На одной особенно жаркой сходке насчет того, чем атаковать мужчин, которые посещают недавно открытый стрип-клуб в Сохо (яйца? клей? свиная
кровь – погодите-ка, сумеем ли мы собрать достаточно менструальной крови?), Вайолет прямо-таки страдала, видя в происходящем прямую параллель с тем, как ведут себя на протестах мужчины: те же разъяренные лица, ругань и плевки в легавых, разбитые витрины на Первое мая.Ненависть женщин к “мужикам” выражала себя порой с той же силой, как ненависть мужчин к “бабам”. Так и так ненависть, все плохо. Но все-таки она ожидала, что женщины будут вести себя по-другому.
Это чувство выкристаллизовалось во время акции протеста на Флит-стрит. Для сентября было на редкость жарко; горячий воздух над перекрытой улицей словно мерцал, полицейские выглядели грозно, и Вайолет чувствовала, что по внутренней стороне бедер у нее струйкой течет пот. Одна из женщин закричала истошно, что все мужское племя – насильники и кастрировать их всех надо.
– Господи, я уйду, если это пойдет в таком духе, – прошептала она Лили.
– Останься! Не уходи. Нам нужны трезвые головы, – отозвалась Лили, рассеянно пристукивая по земле плакатом “Сексизм убивает женщин”.
– Ничего подобного, головы нам нужны дерзкие и решительные! – включилась еще одна соседка по дому, Мейбл, самая воинственная из жительниц “Матильды”, к блузке которой, как обычно, был приколот значок “Убей всех мужчин! Спроси меня как”. – Требуй больше, чем нужно, и тогда положение дел, может, сдвинется хоть на дюйм. Если ж требовать только того, с чем, по-вашему, они, может быть, согласятся, они даже пальцем не шевельнут!
– Да я понимаю, – устало сказала Вайолет, знакомая с этим аргументом. – Но почему это должно быть так… агрессивно?
– Так они же агрессоры, и другого языка им не понять.
– Но не опускаемся ли мы до их уровня?
– А ты что, лучше пустишь в ход свое женское обаяние? – окрысилась Мейбл.
“Это она потому так, что в ней самой обаяния ни на грош”, – подумала Вайолет, и ей тут же сделалось стыдно.
– Но тогда это будет игра по правилам, которые они сами нам навязали! Это все равно что в смирительной рубашке бороться с кем-то, кто ее на тебя и надел! – продолжила Мейбл.
– Ну, может, и так. Но все-таки я не хочу им уподобляться, действовать так, как они.
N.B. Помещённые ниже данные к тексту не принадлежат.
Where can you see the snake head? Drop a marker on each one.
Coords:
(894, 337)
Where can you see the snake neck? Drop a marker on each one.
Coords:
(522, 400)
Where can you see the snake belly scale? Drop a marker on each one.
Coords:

Мы должны делать это по-своему – мирно, по-женски, не буйствуя, не прибегая к насилию.
Мейбл, услышав это “по-женски”, фыркнула. Вайолет стало неловко, она заметила, что и Лили смотрит на нее словно бы с неприязнью, но потом поняла, что нет, это не неприязнь, это что-то еще.
После акции они пошли в паб, потому что Вайолет, конечно же, не ушла, осталась до конца, и в пабе ей стало казаться, что нога Лили, голая под обрезанными выше колен джинсами и мягкая, с длинными пушистыми волосками, задевает ее собственную до странности часто.
В движении существовал дресс-код, особенно среди лесбиянок, но хотя Вайолет никогда не смела вслух об этом сказать, она вправду не понимала, отчего это, раз уж они так сильно ненавидят мужчин, им хочется выглядеть как мужчины. Наряды Вайолет: летящие платья и шляпы с широкими полями, бусы и на руке корзинка – как правило, вызывали ухмылку.
Она стала меньше пользоваться декоративной косметикой, согласившись с тем, что соответствующая продукция есть средство обогащения капиталистов, а ложные стандарты красоты – головная боль, навязанная мужчинами. Но, впрочем, не могла не задаться вопросом, с какой стати ей менять свою внешность в угоду хоть бы и женщинам – нет ли в этом иронии? Вайолет нравилось, какие у нее глаза, когда их подведешь и ресницы тушью подмажешь. Она это лицо сама себе выбрала, когда из деревенской мышки превратилась в городскую девушку. И не хотелось ей выглядеть по-другому, когда Эл вернется домой. Не хотелось, чтобы ноги ее поросли темными волосами. Бритву она прятала в коробке с тампонами.